In many countries there is political instability, crime and natural disasters. We can remember the tsunami in Indonesia and what happened last summer in Egypt to make real the worst nightmares of Steven Spielberg.
The future
The next level of travel is "personal spaceflight." Space Tourism is space travel for recreational, leisure or business purposes. The planet Earth is the cradle of mankind, but every child out grows its cradle. Orbital space tourism opportunities are limited and expensive and only the Russian Space Agency provides transport.
The price for a flight by Space Adventures to the International Space Station aboard a Soyuz spacecraft now is USD 20-35 million. Some space tourists have signed contracts with other companies to provide certain research while in orbit. A number of start-up companies have sprung upon recent years, hoping to create a space tourism industry.
The USA has made a new Shuttle spaceship that will will cost only half a million USD for a trip. in 2010 Russia marked the importance of orbital space tourism and increased the size of the International Space Station, making the extra space for more crew and tourists. Up to now 8 people have visited space for tourist purposes.

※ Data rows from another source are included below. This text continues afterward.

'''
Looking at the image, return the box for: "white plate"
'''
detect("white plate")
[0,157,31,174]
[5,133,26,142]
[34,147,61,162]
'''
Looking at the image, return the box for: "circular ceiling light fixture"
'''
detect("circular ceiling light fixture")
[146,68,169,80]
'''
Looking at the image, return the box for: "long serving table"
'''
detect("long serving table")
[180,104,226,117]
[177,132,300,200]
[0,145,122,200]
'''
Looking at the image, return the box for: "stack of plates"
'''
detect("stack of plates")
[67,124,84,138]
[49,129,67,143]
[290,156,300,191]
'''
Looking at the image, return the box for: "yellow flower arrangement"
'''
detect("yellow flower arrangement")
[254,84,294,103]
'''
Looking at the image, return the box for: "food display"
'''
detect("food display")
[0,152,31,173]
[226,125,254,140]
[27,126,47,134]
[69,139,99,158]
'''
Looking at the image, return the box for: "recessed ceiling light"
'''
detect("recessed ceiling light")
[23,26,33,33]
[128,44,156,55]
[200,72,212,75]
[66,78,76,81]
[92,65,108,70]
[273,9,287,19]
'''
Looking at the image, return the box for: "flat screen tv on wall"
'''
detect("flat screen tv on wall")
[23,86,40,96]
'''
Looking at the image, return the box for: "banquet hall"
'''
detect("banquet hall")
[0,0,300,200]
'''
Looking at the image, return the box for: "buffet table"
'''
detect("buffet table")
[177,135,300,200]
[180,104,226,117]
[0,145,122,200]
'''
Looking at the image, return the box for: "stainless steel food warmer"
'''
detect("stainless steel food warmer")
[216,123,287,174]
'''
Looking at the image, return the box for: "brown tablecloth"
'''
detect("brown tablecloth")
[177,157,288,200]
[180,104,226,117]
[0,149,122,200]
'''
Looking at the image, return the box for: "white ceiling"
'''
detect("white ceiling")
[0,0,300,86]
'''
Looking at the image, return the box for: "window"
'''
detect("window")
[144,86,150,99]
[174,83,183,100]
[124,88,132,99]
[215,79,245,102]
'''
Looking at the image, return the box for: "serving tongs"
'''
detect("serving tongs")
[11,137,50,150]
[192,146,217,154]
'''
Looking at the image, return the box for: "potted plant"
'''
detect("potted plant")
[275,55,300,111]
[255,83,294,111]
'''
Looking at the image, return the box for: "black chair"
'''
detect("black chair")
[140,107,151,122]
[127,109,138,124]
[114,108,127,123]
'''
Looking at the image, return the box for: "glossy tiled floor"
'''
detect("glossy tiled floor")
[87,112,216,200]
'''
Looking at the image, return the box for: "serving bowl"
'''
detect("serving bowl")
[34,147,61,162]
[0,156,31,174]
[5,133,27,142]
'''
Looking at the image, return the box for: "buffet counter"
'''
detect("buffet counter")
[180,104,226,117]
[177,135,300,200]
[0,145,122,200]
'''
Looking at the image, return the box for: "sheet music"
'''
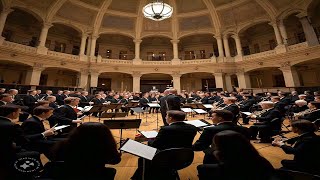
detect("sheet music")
[181,108,192,113]
[120,139,157,160]
[193,109,207,114]
[54,125,70,131]
[203,104,213,109]
[241,112,252,116]
[139,131,158,139]
[147,103,160,107]
[184,120,208,127]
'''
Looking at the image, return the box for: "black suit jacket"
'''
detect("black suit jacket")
[256,108,282,124]
[281,132,320,174]
[192,121,250,151]
[299,111,320,122]
[21,116,45,141]
[150,122,197,150]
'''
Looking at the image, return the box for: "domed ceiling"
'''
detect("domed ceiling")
[1,0,312,39]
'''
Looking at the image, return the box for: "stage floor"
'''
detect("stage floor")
[41,113,295,180]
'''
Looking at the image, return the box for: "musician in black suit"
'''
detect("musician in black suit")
[193,110,250,164]
[139,92,149,110]
[79,91,90,107]
[23,90,38,114]
[131,110,197,179]
[299,101,320,122]
[56,97,82,133]
[249,101,282,143]
[21,106,55,158]
[160,89,181,126]
[272,120,320,175]
[0,104,28,179]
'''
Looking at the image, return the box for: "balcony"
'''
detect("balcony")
[0,41,318,65]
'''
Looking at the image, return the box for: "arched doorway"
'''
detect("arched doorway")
[140,37,173,61]
[46,23,81,55]
[181,72,216,92]
[248,67,286,88]
[2,8,42,47]
[98,72,132,92]
[140,73,173,92]
[39,67,79,87]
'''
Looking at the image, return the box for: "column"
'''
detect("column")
[224,74,233,92]
[215,35,224,57]
[25,67,44,86]
[223,35,231,57]
[297,14,319,46]
[90,71,100,87]
[0,8,14,37]
[279,19,288,44]
[171,39,179,59]
[237,72,251,89]
[279,66,301,87]
[39,23,52,47]
[132,72,141,92]
[90,35,98,57]
[77,69,89,90]
[213,73,224,90]
[171,74,181,94]
[232,35,243,56]
[133,39,142,60]
[86,36,91,56]
[269,22,282,45]
[79,34,88,56]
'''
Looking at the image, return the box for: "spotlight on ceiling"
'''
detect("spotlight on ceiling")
[142,1,173,21]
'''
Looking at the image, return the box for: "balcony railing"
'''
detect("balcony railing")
[48,51,80,60]
[2,41,37,53]
[179,53,214,60]
[140,54,173,61]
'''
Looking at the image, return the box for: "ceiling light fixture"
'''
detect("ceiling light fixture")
[142,0,173,21]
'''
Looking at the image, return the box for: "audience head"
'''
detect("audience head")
[36,101,50,107]
[211,130,273,175]
[0,104,21,120]
[33,106,54,119]
[0,94,13,103]
[294,100,308,107]
[166,110,186,124]
[47,96,57,103]
[64,97,80,106]
[56,122,118,168]
[308,101,320,109]
[212,110,233,124]
[259,101,274,109]
[8,89,18,95]
[291,120,317,134]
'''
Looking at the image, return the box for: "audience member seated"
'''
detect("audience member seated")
[249,101,282,143]
[272,120,320,175]
[21,106,59,158]
[193,110,250,164]
[0,104,28,180]
[44,122,121,180]
[131,110,197,179]
[197,130,274,180]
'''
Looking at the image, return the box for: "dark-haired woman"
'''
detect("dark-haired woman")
[47,122,121,179]
[197,130,274,180]
[272,120,320,174]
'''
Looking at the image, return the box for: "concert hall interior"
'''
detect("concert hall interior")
[0,0,320,180]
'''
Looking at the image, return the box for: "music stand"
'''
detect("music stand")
[147,103,161,131]
[103,119,141,142]
[101,112,127,120]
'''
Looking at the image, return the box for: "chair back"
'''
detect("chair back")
[276,169,320,180]
[152,148,194,170]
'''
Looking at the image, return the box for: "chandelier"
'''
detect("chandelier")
[142,1,173,21]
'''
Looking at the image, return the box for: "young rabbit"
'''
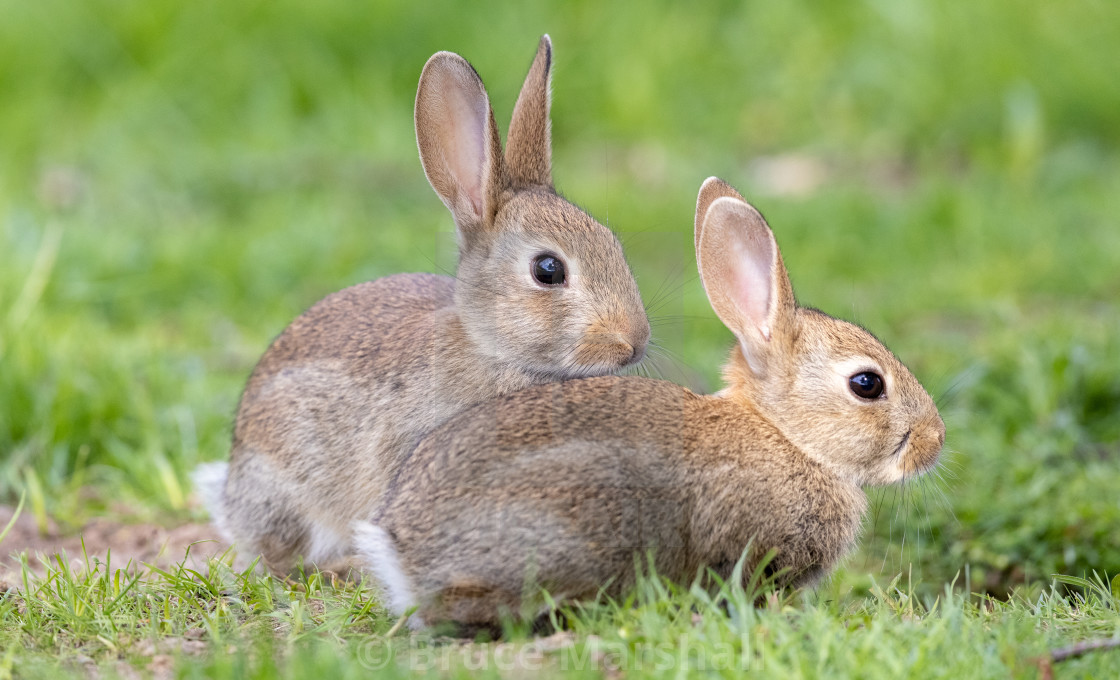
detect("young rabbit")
[355,178,945,627]
[196,36,650,574]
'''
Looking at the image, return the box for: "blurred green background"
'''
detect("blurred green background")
[0,0,1120,594]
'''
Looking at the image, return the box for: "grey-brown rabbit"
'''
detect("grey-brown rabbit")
[195,36,650,574]
[355,178,945,626]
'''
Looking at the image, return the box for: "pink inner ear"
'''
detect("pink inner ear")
[440,87,489,215]
[730,230,774,339]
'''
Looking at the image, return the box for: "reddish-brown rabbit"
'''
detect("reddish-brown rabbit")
[196,36,650,574]
[355,178,945,626]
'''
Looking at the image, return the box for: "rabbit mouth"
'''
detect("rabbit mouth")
[890,430,911,458]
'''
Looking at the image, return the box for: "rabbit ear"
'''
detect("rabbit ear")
[697,183,796,375]
[416,52,503,233]
[694,177,746,274]
[505,34,552,187]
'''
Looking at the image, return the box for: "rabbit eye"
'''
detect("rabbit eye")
[530,253,567,286]
[848,371,883,399]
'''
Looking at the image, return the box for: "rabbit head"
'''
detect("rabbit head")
[416,36,650,379]
[696,178,945,485]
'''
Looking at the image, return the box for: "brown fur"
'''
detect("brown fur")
[198,36,650,574]
[356,175,944,626]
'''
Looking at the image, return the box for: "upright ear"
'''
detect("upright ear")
[697,185,796,376]
[505,34,552,187]
[693,177,746,269]
[416,52,503,232]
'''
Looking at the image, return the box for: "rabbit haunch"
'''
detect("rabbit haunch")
[354,178,944,626]
[196,36,650,574]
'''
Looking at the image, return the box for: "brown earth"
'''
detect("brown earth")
[0,505,227,585]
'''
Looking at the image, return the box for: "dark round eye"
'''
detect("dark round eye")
[848,371,883,399]
[531,254,566,286]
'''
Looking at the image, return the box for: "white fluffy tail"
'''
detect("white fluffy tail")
[352,522,424,630]
[190,463,233,542]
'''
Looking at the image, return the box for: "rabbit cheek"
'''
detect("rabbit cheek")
[899,416,945,478]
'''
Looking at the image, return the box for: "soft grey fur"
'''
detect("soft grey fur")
[196,36,650,574]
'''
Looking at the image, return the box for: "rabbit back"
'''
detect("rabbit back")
[356,378,864,624]
[222,273,537,572]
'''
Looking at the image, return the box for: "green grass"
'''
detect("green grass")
[0,0,1120,677]
[0,559,1120,678]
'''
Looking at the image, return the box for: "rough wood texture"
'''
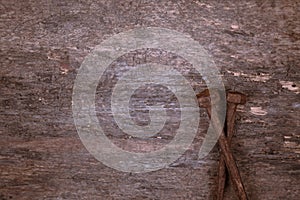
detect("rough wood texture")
[0,0,300,200]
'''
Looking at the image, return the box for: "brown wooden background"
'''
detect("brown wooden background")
[0,0,300,200]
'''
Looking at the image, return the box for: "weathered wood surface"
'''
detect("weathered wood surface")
[0,0,300,200]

What’s next? Maybe mind travelling using modern technologies as in James Cameron’s “Avatar”?
No tourism for me!
I personally prefer another kind of travel - travelling without fundamental services of a travel agency - what’s called backpacking. Its wildlife and fresh air that attract me. I don’t want to exchange this for any seven star hotels. There is nothing better than to sit in the evening by the campfire with friends under the huge starry sky and fresh food from an open fire cannot be compare with the most expensive delicatessens.
And at the end, a couple of thoughts about the modern situation where more and more people are travelling and where globalization is the cornerstone of every country’s development. It seems ironic that governments still isolate their countries from each other. Travelling is made difficult with visa requirements, passports and border controls. Witness the recent situation between Italy and France and between Germany and Scandinavians. Where will it lead and what will it mean for travellers?